Both examples will result in a flattened curve, but 100 new cases per day for 14 days is a cumulative 1,400 cases, while 1,000 new cases per day in 14 days is 14,000 cases. Flattening the curve is important because it means you are controlling your outbreak. The difference in actual number of cases, however, can be quite large depending on how early you do your lockdowns or other mitigating measures.

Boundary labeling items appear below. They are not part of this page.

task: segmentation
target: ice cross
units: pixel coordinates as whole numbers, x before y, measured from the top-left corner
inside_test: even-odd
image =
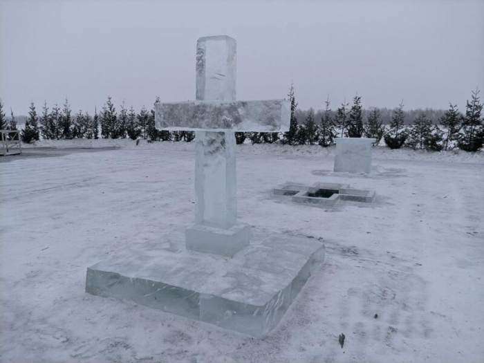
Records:
[[[196,100],[155,104],[156,128],[195,131],[195,224],[188,249],[233,256],[249,244],[237,223],[235,131],[289,130],[285,100],[236,101],[236,42],[227,35],[196,44]]]

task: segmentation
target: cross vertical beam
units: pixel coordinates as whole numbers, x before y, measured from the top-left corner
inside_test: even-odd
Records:
[[[205,37],[196,45],[196,100],[235,101],[236,40]],[[235,137],[196,131],[195,223],[228,229],[236,223]]]

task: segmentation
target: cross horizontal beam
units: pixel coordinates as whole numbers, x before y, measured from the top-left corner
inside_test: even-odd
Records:
[[[155,123],[161,130],[283,132],[289,131],[290,119],[286,100],[155,104]]]

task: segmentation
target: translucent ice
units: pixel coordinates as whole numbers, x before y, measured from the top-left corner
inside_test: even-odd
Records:
[[[158,102],[156,127],[165,130],[283,132],[289,130],[290,104],[285,100]]]
[[[155,105],[158,129],[196,131],[195,226],[187,230],[186,245],[229,257],[246,246],[250,235],[237,224],[234,132],[287,131],[290,116],[284,100],[235,100],[236,48],[226,35],[200,38],[196,101]]]
[[[371,170],[371,145],[375,139],[342,138],[336,139],[335,171],[369,173]]]
[[[195,223],[229,228],[237,220],[234,133],[197,132],[195,158]]]
[[[203,37],[196,43],[196,99],[234,101],[236,41],[227,35]]]

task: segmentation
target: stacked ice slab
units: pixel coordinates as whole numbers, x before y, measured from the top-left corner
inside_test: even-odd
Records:
[[[201,38],[196,101],[156,104],[157,127],[196,131],[194,224],[185,239],[173,231],[91,266],[86,290],[263,337],[322,261],[324,246],[237,222],[234,133],[288,131],[290,105],[236,101],[235,66],[234,39]]]
[[[372,203],[375,199],[373,189],[351,188],[349,184],[315,183],[311,186],[286,183],[274,188],[275,195],[290,196],[294,203],[310,204],[317,207],[333,207],[340,201]]]
[[[317,241],[263,232],[232,259],[191,252],[171,241],[90,267],[86,291],[263,338],[324,259]]]
[[[367,173],[371,171],[371,146],[376,139],[336,139],[335,171]]]

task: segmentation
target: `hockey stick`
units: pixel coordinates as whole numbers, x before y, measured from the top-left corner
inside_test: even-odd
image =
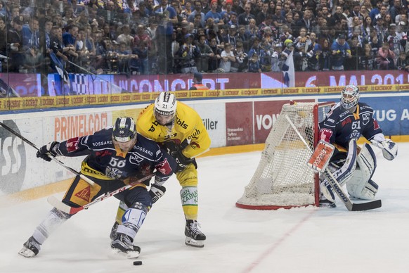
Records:
[[[98,77],[98,75],[96,75],[95,73],[93,73],[92,72],[89,71],[89,70],[85,69],[83,67],[79,66],[79,65],[78,65],[77,64],[76,64],[74,63],[72,63],[72,61],[67,61],[67,62],[71,63],[72,65],[74,65],[74,66],[75,66],[75,67],[81,69],[82,70],[84,70],[84,71],[86,72],[88,74],[92,75],[95,76],[96,77],[100,79],[100,80],[103,80],[104,82],[106,82],[107,83],[108,83],[109,84],[110,84],[111,87],[114,87],[116,90],[120,90],[121,91],[121,93],[122,93],[122,91],[126,91],[126,93],[129,93],[129,91],[127,91],[127,90],[123,89],[123,88],[122,88],[121,87],[119,87],[119,86],[118,86],[117,84],[114,84],[112,82],[109,82],[109,81],[108,81],[108,80],[105,80],[105,79],[103,79],[103,78],[102,78],[100,77]]]
[[[7,131],[10,132],[11,134],[14,134],[15,136],[18,137],[19,139],[20,139],[24,142],[27,143],[27,144],[29,144],[30,146],[31,146],[32,147],[33,147],[36,150],[39,151],[39,148],[36,146],[36,144],[31,142],[30,140],[27,139],[25,137],[22,136],[21,134],[18,134],[17,132],[14,131],[13,129],[10,128],[8,126],[6,125],[4,123],[0,122],[0,125],[1,125],[1,127],[3,128],[6,129]],[[71,172],[77,175],[79,175],[79,177],[81,177],[82,179],[85,180],[90,185],[95,184],[93,181],[92,181],[89,178],[86,177],[85,175],[82,174],[82,173],[77,172],[75,170],[67,166],[63,162],[61,162],[59,160],[58,160],[57,158],[56,158],[56,157],[50,155],[48,155],[48,157],[50,158],[51,158],[51,160],[53,160],[56,161],[57,163],[60,164],[61,166],[64,167],[65,169],[68,170],[70,172]]]
[[[313,151],[310,148],[309,145],[306,143],[304,137],[301,135],[292,121],[290,120],[290,117],[287,115],[285,115],[285,118],[292,127],[298,136],[301,139],[301,141],[305,144],[305,146],[308,148],[309,151],[313,154]],[[344,202],[344,204],[349,211],[361,211],[361,210],[373,210],[375,208],[380,208],[382,205],[382,201],[380,200],[375,200],[373,201],[366,202],[366,203],[354,203],[351,201],[351,199],[348,197],[348,196],[345,193],[339,183],[337,181],[337,179],[334,177],[332,173],[328,171],[328,169],[325,167],[324,169],[324,174],[330,184],[339,198]]]
[[[69,215],[74,215],[82,210],[86,210],[88,208],[89,208],[90,206],[102,201],[103,200],[105,200],[112,196],[115,196],[115,194],[117,194],[120,192],[122,192],[129,188],[133,187],[134,186],[137,185],[138,184],[140,184],[141,182],[148,179],[150,178],[151,178],[152,177],[155,176],[155,173],[152,173],[150,174],[149,175],[145,176],[145,177],[141,178],[140,179],[138,179],[136,181],[134,181],[132,183],[129,183],[127,185],[125,185],[124,186],[120,187],[119,189],[117,189],[115,191],[112,191],[111,192],[109,192],[106,194],[104,194],[103,196],[100,196],[98,198],[97,198],[96,199],[95,199],[93,201],[89,203],[88,204],[82,205],[81,207],[79,208],[74,208],[74,207],[71,207],[64,203],[63,203],[62,201],[59,201],[58,199],[57,199],[55,196],[49,196],[47,198],[47,201],[54,208],[56,208],[56,209],[61,210],[65,213],[67,213]]]

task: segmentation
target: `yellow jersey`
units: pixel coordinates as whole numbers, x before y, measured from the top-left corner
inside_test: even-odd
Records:
[[[155,104],[146,107],[138,117],[136,131],[143,136],[165,146],[169,142],[179,146],[188,140],[183,154],[194,158],[206,152],[210,147],[210,136],[199,114],[186,104],[178,101],[173,126],[160,125],[154,115]]]

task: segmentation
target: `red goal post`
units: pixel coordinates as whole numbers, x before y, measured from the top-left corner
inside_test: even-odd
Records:
[[[333,102],[283,106],[266,140],[260,162],[236,206],[249,210],[278,210],[318,205],[318,174],[307,166],[311,153],[285,118],[287,115],[313,151],[318,123]]]

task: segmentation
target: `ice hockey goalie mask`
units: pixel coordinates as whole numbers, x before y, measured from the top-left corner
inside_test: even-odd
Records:
[[[162,92],[155,101],[155,118],[161,125],[171,122],[176,114],[177,101],[175,95]]]
[[[345,109],[351,109],[358,104],[359,89],[354,85],[347,85],[341,91],[341,105]]]

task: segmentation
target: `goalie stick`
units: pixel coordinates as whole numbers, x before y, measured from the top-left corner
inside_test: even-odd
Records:
[[[105,200],[112,196],[115,196],[115,194],[117,194],[120,192],[122,192],[129,188],[133,187],[134,186],[136,186],[137,184],[140,184],[141,182],[143,182],[143,181],[148,179],[150,178],[151,178],[152,177],[155,176],[155,173],[152,173],[150,174],[149,175],[145,176],[145,177],[141,178],[140,179],[138,179],[136,181],[133,182],[132,183],[129,183],[127,185],[125,185],[124,186],[120,187],[119,189],[117,189],[115,191],[112,191],[111,192],[109,192],[106,194],[104,194],[103,196],[100,196],[98,198],[96,198],[93,201],[89,203],[88,204],[85,204],[84,205],[82,205],[81,207],[79,208],[74,208],[74,207],[71,207],[64,203],[63,203],[62,201],[59,201],[58,199],[57,199],[55,196],[49,196],[47,198],[47,201],[48,202],[48,203],[50,203],[50,205],[51,205],[53,207],[56,208],[56,209],[61,210],[62,212],[64,212],[65,213],[67,213],[69,215],[74,215],[82,210],[86,210],[88,208],[89,208],[90,206],[100,202],[103,200]]]
[[[288,123],[290,123],[292,129],[294,129],[297,134],[298,134],[301,141],[308,148],[311,154],[313,154],[313,151],[312,151],[309,145],[306,143],[304,137],[301,135],[301,134],[299,133],[299,132],[298,131],[298,129],[297,129],[297,127],[295,127],[290,117],[287,115],[285,115],[285,118],[287,119]],[[351,201],[351,199],[349,199],[349,198],[345,193],[342,188],[341,188],[341,186],[339,186],[339,183],[338,183],[337,179],[334,177],[334,175],[331,172],[328,171],[328,169],[326,167],[326,166],[325,169],[323,169],[323,172],[324,174],[325,175],[325,177],[330,182],[331,187],[332,187],[332,189],[334,190],[334,191],[335,191],[339,199],[341,199],[341,201],[344,202],[344,204],[345,205],[348,210],[349,211],[369,210],[380,208],[382,205],[382,201],[380,200],[375,200],[373,201],[361,203],[352,203]]]
[[[24,142],[27,143],[27,144],[29,144],[30,146],[31,146],[32,147],[33,147],[36,150],[37,150],[37,151],[39,150],[36,144],[34,144],[34,143],[32,143],[30,140],[27,139],[25,137],[22,136],[21,134],[18,134],[17,132],[14,131],[13,129],[10,128],[8,126],[6,125],[4,123],[0,122],[0,125],[1,125],[1,127],[3,128],[6,129],[7,131],[10,132],[11,134],[14,134],[15,136],[18,137],[19,139],[20,139]],[[50,158],[51,158],[53,160],[56,161],[57,163],[60,164],[61,166],[64,167],[65,169],[68,170],[70,172],[71,172],[77,175],[79,175],[79,177],[81,177],[82,179],[84,179],[85,182],[86,182],[90,185],[95,184],[93,181],[92,181],[89,178],[86,177],[85,175],[82,174],[82,173],[77,172],[75,170],[65,165],[63,162],[61,162],[59,160],[58,160],[57,158],[56,158],[56,157],[50,155],[48,155],[48,157]]]

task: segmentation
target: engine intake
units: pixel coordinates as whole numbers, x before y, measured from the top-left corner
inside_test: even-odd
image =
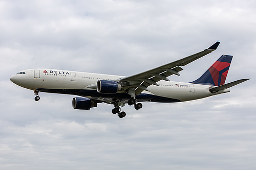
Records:
[[[97,103],[88,98],[77,97],[73,98],[72,107],[75,109],[90,110],[91,108],[97,106]]]
[[[97,91],[100,93],[115,94],[122,90],[122,86],[114,81],[100,80],[97,82]]]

Daily case counts are affected by backlogs. It is difficult to determine how the real curve looks until some time has passed, to give the testing delays time to catch up. Seven-day averages from time of symptom onset are used to balance out these fluctuations. Actual daily reports can be affected by testing capacity, differences in health-seeking behavior (when a patient decides to be tested), and reporting delays. The curve of the Philippines as of Sept. 9, 2020 looks like this:
After the lockdown was initiated, the curve remained relatively flat until the end of May, after which it started to increase exponentially. This increase occurred shortly after the lockdowns were eased. It also coincided with the introduction of the purportedly more infectious G614 variant into the Philippines. At the end of July, cases levelled off. This is the reason some researchers are claiming that the curve has once again flattened.
Flattening the curve only means that you are controlling the speed of transmission during an epidemic. It does not tell you whether the healthcare system is stressed out. If healthcare system capacity is limited and no improvements are made to it, then a flattened curve will still result in many deaths. If there are no more hospital beds, a flattened curve will continue to add cases and will not solve the bed shortage. If there are no available hospital beds, more people will die. The magnitude of the daily new cases is perhaps even more important than the actual shape of the curve, because above a certain number of cases a day, the healthcare system will collapse.
The pandemic is still in its early phase. There was an uproar when we spiked over 500 cases in a day in May. Five hundred cases in a day now would be a relief. We do not know just how high this can get. The early lockdown, however, enabled us to augment our capacity to take care of people. It also bought time for effective treatments to be developed, and we are now better able to ensure the survival of Covid-19 patients with severe and critical disease. Having kept our deaths low remains a singularly bright spot in our pandemic story. We have approximately 10 times fewer deaths than Spain, Italy, or France, an incredible feat considering the advanced healthcare systems of those countries.
With hope, we can continue to keep deaths low as we open our economy. Inevitably, there have been mistakes made since we are living in unprecedented times. This can still get away from us. Complacency is the enemy. Never let your guard down. We know we can control this epidemic if we follow the science, work together, and stay the course.